Secara keseluruhan, perubahan dan kemerdekaan adalah dua konsep yang saling terkait. Perubahan sering kali diperlukan untuk mencapai atau mempertahankan kemerdekaan, dan kemerdekaan memberikan ruang bagi perubahan untuk terjadi. Keduanya seolah dua sisi mata uang yang satu sama lain saling meneguhkan; oleh sebab itu jika ada perubahan itu adalah konsekwensi dari adanya kemerdekaan, dan kemerdekaan akan menjadi begitu bermakna manakala ada perubahan didalamnya.

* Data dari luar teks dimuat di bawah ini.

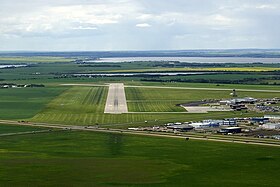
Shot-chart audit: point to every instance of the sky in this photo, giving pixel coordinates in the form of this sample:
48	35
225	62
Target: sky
98	25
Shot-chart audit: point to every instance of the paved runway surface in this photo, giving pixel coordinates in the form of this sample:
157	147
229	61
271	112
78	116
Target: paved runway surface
116	101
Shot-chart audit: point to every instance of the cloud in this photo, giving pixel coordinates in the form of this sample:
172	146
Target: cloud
115	24
143	25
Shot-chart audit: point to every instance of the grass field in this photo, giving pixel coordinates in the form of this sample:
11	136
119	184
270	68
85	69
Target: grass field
85	106
20	103
97	159
237	69
16	128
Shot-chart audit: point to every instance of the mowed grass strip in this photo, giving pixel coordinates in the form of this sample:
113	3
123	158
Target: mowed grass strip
85	106
21	103
76	105
104	159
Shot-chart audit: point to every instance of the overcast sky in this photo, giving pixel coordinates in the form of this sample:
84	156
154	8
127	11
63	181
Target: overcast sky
63	25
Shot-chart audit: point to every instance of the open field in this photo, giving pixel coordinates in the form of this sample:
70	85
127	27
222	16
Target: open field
20	103
4	129
116	100
84	105
105	159
237	69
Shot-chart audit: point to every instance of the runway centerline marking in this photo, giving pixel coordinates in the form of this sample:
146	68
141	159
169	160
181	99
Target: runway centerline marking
116	100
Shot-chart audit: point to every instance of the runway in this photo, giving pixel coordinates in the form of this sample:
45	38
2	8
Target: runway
116	100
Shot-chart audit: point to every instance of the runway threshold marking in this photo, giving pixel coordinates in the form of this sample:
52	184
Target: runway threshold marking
116	100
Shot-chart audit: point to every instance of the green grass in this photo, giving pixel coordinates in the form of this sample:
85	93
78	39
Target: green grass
20	103
97	159
85	106
16	128
165	100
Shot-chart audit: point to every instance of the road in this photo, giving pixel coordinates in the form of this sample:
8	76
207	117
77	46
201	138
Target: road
116	100
180	88
238	140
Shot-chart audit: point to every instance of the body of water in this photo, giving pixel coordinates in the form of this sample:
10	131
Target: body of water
11	66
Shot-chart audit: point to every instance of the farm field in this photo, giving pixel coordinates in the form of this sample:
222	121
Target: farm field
237	69
104	159
85	106
21	103
165	100
16	128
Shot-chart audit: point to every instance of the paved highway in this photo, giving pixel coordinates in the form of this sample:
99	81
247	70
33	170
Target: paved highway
239	140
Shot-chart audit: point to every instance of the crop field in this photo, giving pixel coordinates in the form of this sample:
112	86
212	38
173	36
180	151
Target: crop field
21	103
104	159
237	69
16	128
165	100
85	106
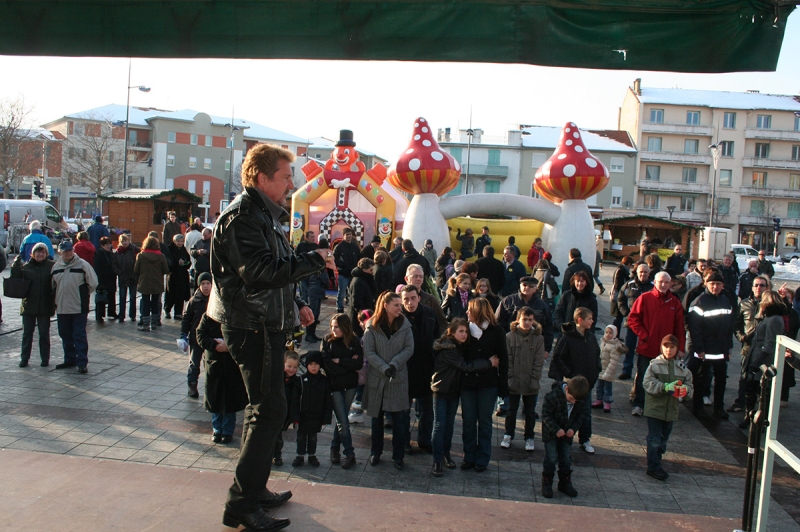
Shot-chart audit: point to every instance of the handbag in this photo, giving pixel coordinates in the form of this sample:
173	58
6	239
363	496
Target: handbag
16	287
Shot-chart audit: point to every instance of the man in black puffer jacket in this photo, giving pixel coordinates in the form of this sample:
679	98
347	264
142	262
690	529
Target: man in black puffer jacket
425	328
254	274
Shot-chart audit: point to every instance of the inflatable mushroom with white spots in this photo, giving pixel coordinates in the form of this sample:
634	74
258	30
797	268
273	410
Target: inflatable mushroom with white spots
570	176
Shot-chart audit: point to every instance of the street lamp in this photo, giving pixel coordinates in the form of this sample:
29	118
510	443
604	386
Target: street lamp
141	88
230	173
716	151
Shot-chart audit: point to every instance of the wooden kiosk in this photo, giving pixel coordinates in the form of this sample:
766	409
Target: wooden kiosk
141	210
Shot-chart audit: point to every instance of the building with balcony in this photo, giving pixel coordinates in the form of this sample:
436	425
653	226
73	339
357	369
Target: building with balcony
509	164
757	176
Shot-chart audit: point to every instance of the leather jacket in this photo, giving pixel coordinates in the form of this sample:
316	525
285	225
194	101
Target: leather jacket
254	268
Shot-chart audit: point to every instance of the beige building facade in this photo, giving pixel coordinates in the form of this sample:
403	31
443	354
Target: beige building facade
755	139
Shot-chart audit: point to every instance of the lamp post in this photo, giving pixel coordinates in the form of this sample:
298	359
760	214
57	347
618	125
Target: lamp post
716	151
230	173
141	88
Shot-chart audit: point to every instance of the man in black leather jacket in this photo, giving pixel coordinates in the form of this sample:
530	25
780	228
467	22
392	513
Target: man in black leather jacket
254	272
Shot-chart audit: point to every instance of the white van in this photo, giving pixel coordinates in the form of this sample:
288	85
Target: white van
24	211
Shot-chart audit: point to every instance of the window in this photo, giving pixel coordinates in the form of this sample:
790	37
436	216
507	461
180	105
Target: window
657	116
616	196
653	143
492	186
726	148
650	201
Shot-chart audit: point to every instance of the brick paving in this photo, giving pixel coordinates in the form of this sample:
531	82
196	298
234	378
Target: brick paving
132	406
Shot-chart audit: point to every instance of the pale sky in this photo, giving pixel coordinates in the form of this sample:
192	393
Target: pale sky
379	101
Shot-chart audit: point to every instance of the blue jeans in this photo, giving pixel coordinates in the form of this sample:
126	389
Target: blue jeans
344	282
72	330
658	432
528	411
342	400
585	432
477	407
605	391
557	451
630	342
444	419
124	292
399	433
425	424
223	423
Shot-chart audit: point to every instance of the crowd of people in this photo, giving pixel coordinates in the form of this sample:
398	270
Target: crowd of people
414	331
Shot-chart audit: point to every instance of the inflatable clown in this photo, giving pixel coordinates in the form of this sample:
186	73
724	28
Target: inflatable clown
570	176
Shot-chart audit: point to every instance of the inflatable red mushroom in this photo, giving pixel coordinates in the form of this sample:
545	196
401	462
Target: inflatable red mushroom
424	167
571	172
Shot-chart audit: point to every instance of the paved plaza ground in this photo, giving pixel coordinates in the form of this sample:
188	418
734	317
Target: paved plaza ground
132	408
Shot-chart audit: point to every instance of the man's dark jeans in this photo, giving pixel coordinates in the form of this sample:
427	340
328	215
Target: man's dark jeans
258	353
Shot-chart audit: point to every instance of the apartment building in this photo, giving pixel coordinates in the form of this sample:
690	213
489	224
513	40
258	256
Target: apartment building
185	149
754	139
509	164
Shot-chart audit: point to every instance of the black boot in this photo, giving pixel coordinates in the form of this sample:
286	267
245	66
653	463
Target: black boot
565	484
547	484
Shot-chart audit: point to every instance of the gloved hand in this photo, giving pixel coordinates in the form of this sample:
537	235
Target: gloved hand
670	387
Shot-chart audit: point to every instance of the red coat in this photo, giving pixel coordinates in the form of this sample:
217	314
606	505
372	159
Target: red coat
85	250
653	316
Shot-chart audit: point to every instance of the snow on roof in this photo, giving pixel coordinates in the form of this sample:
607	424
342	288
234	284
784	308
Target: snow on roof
547	137
720	99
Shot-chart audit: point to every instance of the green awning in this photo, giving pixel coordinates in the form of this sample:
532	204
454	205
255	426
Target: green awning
676	35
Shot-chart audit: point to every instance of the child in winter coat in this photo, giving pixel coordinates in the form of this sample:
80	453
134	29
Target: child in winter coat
525	345
291	386
665	381
225	392
315	408
612	349
562	414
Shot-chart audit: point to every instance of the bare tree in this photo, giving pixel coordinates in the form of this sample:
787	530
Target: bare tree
14	129
94	156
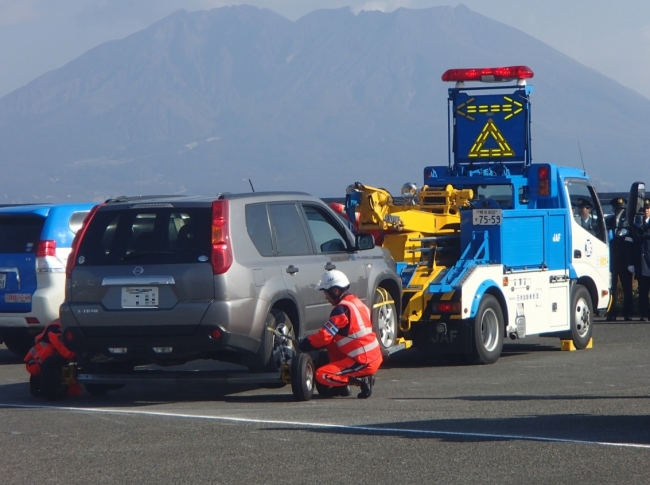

Oleh sebab itu, mari kita isi hari-hari mendatang negeri ini dengan berfikir positif terhadap perubahan apapun yang terjadi dinegeri ini. Sebab, kita tidak mungkin akan menghentikan perubahan, tinggal pertanyaan tersisa “andil” apa yang kita dapat berikan kepada negeri ini, sehingga keberlanjutan dan kelestariannya akan terjamin sampai kapan-pun. Sekalipun itu tidak mudah karena dalam perjalanannya negeri ini justru sering dirusak oleh anak negerinya sendiri yang gelap mata akan kekuasaan dan kemaruk harta.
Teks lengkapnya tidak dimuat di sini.